Ein Antrieb mit besserer Klimabilanz kann für Maersk geringere Kosten bedeuten. / Foto: Pixabay

  Nachhaltige Aktien

Maersk testet Segelantrieb für Containerschiffe

Der dänische Logistik- und Schifffahrtskonzern Moller-Maersk will erstmals ein Containerschiff mit einem sogenannten Rotorsegel ausstatten. Der Segelantrieb soll den Treibstoffverbrauch und damit auch den CO2-Ausstoß des Frachters senken. Noch ist aber unklar, ob sich die Technik bewähren wird.

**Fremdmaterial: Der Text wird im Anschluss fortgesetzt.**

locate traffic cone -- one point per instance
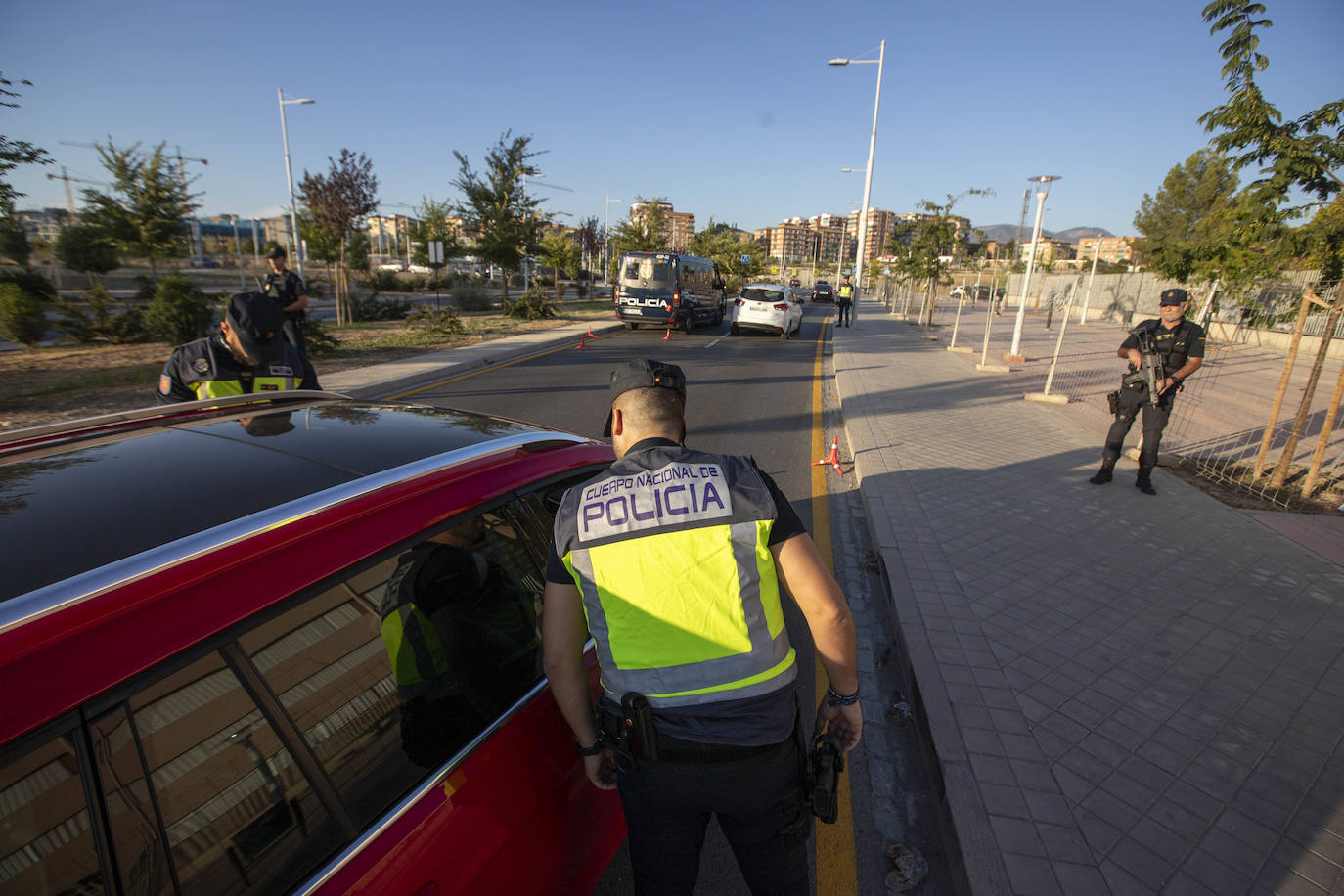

Wie der britische Windantriebsspezialist Anemoi mitteilt, soll das 35 Meter hohe Rotorsegel Mitte 2027 auf einem Containerschiff aus Maersks Lima-Klasse installiert werden. Die Schiffe können rund 8.700 Standardcontainer transportieren. Getestet werden soll die Technik anschließend im regulären Betrieb, voraussichtlich auf Routen im Nord- und Südatlantik.

Mögliche Vorteile wegen EU-Vorschriften

Obwohl die Technologie als "Segel" bezeichnet wird, hat sie mit einem herkömmlichen Segel wenig zu tun. Auf dem Deck steht ein großer, senkrechter Zylinder, der sich dreht und dabei den vorbeiströmenden Wind nutzt, um zusätzlichen Schub zu erzeugen. Dadurch muss der eigentliche Schiffsantrieb weniger leisten, und es wird weniger Treibstoff verbraucht. Wie groß die Einsparungen ausfallen, hängt unter anderem von Route und Windverhältnissen ab.